Zwar gibt es mittlerweile weniger Straßendemonstrationen, gegen die der Sicherheitsapparat mit größter Härte vorgeht. Die Existenznöte von Millionen Iranern haben nach Einschätzung von Beobachtern das Potenzial, eine weitere Protestwelle auszulösen. Die Proteste gehen zudem in anderen Formen weiter. Insbesondere in Großstädten weigern sich viele Frauen, das obligatorische Kopftuch zu tragen. Im Dezember öffneten zahlreiche Ladenbesitzer mehrere Tage lang aus Protest ihre Geschäfte nicht.
Unterstützung für die Demonstranten gefordert
Die Präsidentin des Europaparlaments, Roberta Metsola, rief zu einer stärkeren Unterstützung der Demonstranten im Iran auf. Man müsse "aufstehen" und den Frauen und Männern beistehen, die im Iran für Leben und Freiheit auf die Straße gingen, sagte Metsola am Samstag auf der CSU-Landesgruppenklausur im Kloster Seeon in Oberbayern. Das seien Dinge, die man in Europa als gegeben hinnehme. "Aber es ist unsere Aufgabe als Union, diese weltweit immer wieder zu verteidigen, zu unterstützen und einzufordern."
Nach jüngsten Schätzungen der in den USA ansässigen Organisation Human Rights Activists News Agency (HRANA) sind bei den Protesten bereits mehr als 500 Menschen ums Leben gekommen, unter ihnen 70 Minderjährige sowie knapp 70 Polizei- und Sicherheitskräfte. Mehr als 19 000 Demonstranten seien verhaftet worden.
Internetverbindungen werden eingeschränkt
Über die Zahl der zum Tode verurteilten Verhafteten gibt es widersprüchliche Informationen, da bei einigen das Todesurteil in Berufungsgerichten aufgehoben wurde.
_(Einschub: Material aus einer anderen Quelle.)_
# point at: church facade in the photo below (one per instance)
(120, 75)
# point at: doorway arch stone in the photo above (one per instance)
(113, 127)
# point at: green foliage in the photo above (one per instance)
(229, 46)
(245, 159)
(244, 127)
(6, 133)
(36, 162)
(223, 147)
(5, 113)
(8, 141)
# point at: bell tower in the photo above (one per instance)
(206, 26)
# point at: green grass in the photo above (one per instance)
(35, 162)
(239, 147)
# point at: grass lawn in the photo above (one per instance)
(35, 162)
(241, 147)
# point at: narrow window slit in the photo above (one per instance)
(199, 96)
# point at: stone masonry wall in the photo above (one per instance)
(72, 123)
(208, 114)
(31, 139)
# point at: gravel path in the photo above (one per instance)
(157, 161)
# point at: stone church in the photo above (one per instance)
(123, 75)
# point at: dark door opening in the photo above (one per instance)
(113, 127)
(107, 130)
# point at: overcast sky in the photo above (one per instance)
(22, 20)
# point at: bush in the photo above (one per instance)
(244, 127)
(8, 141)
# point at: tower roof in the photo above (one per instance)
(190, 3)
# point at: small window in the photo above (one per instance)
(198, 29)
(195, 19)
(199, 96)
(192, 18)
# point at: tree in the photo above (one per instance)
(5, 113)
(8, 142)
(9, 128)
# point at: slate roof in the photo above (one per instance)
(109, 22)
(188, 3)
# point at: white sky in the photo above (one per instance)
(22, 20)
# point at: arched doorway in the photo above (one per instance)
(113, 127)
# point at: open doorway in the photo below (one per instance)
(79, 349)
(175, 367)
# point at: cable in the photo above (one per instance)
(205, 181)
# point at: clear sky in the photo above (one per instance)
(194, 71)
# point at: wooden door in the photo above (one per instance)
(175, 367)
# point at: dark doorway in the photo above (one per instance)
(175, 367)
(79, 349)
Die Rede ist von 20 Demonstranten, die auf der Todesliste der Justiz stehen sollen. Die iranische Führung hat diese und ähnliche Angaben bislang weder bestätigt noch dementiert.
Wegen drastischer Einschränkungen des Internets wurde es zuletzt immer schwieriger, Demonstrationen über soziale Medien zu organisieren oder Videos und Fotos darüber zu verbreiten. Für Sonntag haben Organisationen anlässlich des dritten Jahrestags des Abschusses einer ukrainischen Passagiermaschine bei Teheran zu neuen Demonstrationen aufgerufen - deswegen wurde am Samstag der Zugang zum Internet wieder massiv eingeschränkt. Viele Hinterbliebene sind bis heute der Meinung, dass die Verantwortlichen nicht ausreichend zur Rechenschaft gezogen wurden. Der bekannte und in Kanada ansässige Aktivist Hamed Esmaeilion, der bei dem Abschuss seine Familie verlor, rief auch zu internationalen Kundgebungen auf.